“It’s been a remarkable year,” said Dean of Social Sciences Winslow Parsons, who chaired the committee. “We were given an ambitious charge to bring an end to the way our campus’s academic departments have operated as individual silos instead of collaborative teams.”
“Our committee worked tirelessly toward creating a model that more closely matches the real world in which students will have to work in teams with colleagues from all kinds of specialties,” said committee member Rhonda Vitale, professor of engineering. “In fact, we modeled just that type of multidisciplinary team.”
According to the end-of-year report submitted by the committee, the group spend the first six months of its meetings coming up with a common definition of “multidisciplinary” that they thought would appeal to the entire campus community.

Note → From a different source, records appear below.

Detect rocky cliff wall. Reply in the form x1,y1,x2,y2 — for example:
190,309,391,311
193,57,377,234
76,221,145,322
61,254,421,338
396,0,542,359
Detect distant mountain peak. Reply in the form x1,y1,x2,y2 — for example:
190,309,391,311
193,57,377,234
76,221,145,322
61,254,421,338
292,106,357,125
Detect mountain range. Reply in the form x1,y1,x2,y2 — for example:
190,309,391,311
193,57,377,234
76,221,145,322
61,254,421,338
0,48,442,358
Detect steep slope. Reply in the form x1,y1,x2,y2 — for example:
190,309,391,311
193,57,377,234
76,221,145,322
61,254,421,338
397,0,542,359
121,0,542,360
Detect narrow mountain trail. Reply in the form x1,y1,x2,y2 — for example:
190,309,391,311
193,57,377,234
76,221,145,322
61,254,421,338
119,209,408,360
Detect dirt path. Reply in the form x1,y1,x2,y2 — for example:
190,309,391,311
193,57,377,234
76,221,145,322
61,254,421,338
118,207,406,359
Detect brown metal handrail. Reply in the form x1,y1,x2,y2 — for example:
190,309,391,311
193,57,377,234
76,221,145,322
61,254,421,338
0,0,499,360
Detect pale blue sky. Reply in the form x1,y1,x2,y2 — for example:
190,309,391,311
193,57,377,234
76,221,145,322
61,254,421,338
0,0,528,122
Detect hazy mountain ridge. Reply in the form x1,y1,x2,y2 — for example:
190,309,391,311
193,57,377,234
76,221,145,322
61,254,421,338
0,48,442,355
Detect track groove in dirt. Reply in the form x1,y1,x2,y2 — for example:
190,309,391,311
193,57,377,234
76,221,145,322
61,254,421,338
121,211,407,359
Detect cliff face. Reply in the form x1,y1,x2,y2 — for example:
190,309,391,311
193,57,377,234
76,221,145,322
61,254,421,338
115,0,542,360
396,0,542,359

“The conversations were long and heated,” said Parsons. “For a couple months, we argued about the merits of changing the term to ‘cross-disciplinary’ which led to a philosophical study of the differences between the two terms. It was a brilliant example of using intellectual discourse bolstered by scholarly research that we can show as a meta-example of the importance of our committee.”
During the second half of the year, the committee crafted and sent surveys to faculty and students to assess their awareness of multidisciplinary work and to measure the satisfaction with the committee’s definition “work that encompasses multiple disciplines.”
“We have collected all the data now, which was no easy feat,” said Vitale. “Luckily, this was a team that committed to doing good hard work right until the end of the year.”
In the coming year, the committee looks forward to studying the results of its survey and then tweaking the definition of “multidisciplinary” as needed.
“In January – and I know that seems soon, but I know we can do it – we will present our results of the survey and suggested definition to the campus in a series of town hall meetings,” said Parsons. “For the remainder of the spring we will conduct focus groups with each individual department to see what they think of the term ‘collaboration.’”
“After those focus groups, the hard work begins to come up with unique definitions of collaboration for each academic department on campus,” said Vitale. “We have promised to honor the distinct culture of each academic discipline and we look forward to making that happen.”
Can we expect any changes in the actual curriculum anytime soon?
“That’s a fascinating question,” said Parsons. “The word ‘change’ is quite complex and deserves a great deal of attention. If we just start talking about change before making sure we all agree what it means, we could dig ourselves into a terrible hole. I will add that discussion to our agenda for Year 4.”